Here in Virginia’s New River Valley, the wage to rent/mortgage ratio is not as bad. A 2 bed apartment in Blacksburg or Christiansburg can rent for $800-$1000/month and if you look to Radford or Pulaski a reasonable rental can be found for an even lower price. While this still does not make up for the gap between earnings and rents for a minimum wage worker, it does make renting slightly more attainable for a renter on a single income and possible for a rental with multiple incomes represented.
Let’s take a moment to look at what this might mean for rental property investors. I will use a property in Radford at 1908 Third St that I am listing for $124,700 (or listed years ago depending on when you read this) to give a real world example.

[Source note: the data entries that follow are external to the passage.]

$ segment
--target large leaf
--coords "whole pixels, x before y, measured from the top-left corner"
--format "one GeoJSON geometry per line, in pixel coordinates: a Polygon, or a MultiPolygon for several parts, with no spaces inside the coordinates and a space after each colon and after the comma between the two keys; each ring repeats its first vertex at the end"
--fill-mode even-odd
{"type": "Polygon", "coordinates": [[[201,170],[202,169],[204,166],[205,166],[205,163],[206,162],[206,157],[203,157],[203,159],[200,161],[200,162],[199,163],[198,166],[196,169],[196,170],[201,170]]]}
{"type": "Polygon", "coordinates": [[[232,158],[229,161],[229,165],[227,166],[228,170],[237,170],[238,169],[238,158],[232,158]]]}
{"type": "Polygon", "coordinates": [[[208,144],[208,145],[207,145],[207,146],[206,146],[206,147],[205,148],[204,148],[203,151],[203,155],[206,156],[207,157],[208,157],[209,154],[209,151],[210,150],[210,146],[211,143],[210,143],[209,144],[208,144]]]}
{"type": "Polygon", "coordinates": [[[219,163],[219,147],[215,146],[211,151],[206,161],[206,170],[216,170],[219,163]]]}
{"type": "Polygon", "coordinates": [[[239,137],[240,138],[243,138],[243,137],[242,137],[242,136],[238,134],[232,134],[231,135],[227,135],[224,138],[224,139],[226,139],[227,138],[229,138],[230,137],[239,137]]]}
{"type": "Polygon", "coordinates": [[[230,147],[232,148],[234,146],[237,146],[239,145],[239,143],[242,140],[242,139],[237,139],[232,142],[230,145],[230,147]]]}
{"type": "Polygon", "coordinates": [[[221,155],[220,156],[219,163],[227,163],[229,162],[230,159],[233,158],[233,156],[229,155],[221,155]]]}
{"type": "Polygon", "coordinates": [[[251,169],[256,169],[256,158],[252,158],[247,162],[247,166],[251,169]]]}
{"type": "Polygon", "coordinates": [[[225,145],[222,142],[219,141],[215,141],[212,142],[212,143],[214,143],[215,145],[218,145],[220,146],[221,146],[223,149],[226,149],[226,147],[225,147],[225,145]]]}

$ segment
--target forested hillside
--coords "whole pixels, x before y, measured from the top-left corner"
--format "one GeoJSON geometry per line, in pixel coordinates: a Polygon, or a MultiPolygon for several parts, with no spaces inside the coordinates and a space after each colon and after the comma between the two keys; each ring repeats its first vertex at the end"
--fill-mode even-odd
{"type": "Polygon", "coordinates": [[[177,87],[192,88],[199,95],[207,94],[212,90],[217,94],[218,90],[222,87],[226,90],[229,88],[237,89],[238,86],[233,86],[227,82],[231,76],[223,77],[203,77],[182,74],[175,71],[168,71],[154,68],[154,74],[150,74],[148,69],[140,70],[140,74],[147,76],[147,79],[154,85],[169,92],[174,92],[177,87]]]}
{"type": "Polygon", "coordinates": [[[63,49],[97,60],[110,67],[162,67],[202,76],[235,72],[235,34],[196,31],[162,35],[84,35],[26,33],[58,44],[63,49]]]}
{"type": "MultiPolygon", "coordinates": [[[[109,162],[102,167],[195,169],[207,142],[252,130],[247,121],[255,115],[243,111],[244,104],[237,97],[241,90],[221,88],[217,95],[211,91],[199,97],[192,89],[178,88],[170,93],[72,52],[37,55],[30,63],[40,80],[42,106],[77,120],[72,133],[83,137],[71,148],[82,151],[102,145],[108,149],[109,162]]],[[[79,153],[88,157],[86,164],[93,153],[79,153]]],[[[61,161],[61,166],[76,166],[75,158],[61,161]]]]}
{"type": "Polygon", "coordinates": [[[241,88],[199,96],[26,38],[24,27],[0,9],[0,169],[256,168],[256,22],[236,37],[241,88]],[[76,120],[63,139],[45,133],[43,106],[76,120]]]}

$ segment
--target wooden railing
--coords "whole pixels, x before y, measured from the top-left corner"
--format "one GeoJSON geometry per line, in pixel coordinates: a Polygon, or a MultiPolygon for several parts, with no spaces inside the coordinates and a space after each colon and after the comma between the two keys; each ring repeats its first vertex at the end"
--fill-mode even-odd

Bottom line: For investors, affordable rentals are an incredibly stable, fairly easy to obtain asset that should always be in demand.
Two Takeaways for Investors:
Ensure that your rentals stay rented by purchasing low to median priced rental properties that will be affordable to the largest number of renters. Are there units in our area that rent for $2k and higher? Yes. However, there is a limited buyer pool for this type of property and you might risk your property going unrented by competing for them. Someone who can pay top dollar for rent can also likely afford home ownership so might go this route instead.
This is great news for newer investors who might have less capital to invest. The reality is that building a portfolio of $100k-$200k in Blacksburg/Christiansburg/Radford that rent for $700-$1300/mo (depending on area) will both be attainable in terms of saving a 20% down payment for newer investors and be the kind of properties that will be easy to rent. And, you can feel great knowing that you are providing a quality, affordable home to someone who needs it!
An Example: 1908 Third St, Radford
1908 Third St in Radford is a 4 bed/2bath and will easily rent for $1000/mo (probably more) and listed for $124,700. It would be a great rental for a family working in Blacksburg or Christiansburg who would like the comfort of living in a large, single family home at the rental price of a smaller townhome/condo near VT.
If you purchased this property with a conventional loan and put 20% down ($25k), even after factoring in 10% of gross income for both maintenance and property management, you could still expect to have a 28% overall return on your initial equity!
Numbers like this are why I am all in on rental property investing and am buying properties like these myself. Homes like these are stable, appreciating assets that stay rented because of the large renter pool they draw from (… and also provide greater overall returns than the S&P 500!).
Conclusion
I have enjoyed reading investment advice from a real estate investor named John Schaub. Schaub’s advice is to buy one affordable rental like 1908 3rd St. every year. You might enjoy reading his book, Building Wealth One House at a Time. Just doing this, a person could build massive wealth in 10-20 years while serving their community by providing stable rentals that the average worker/student can afford.
In 2020, with the uncertainty in the market due to Covid-19, buying homes that will attract the largest pool of rentals that also cash flow is a good strategy to consider as an investor.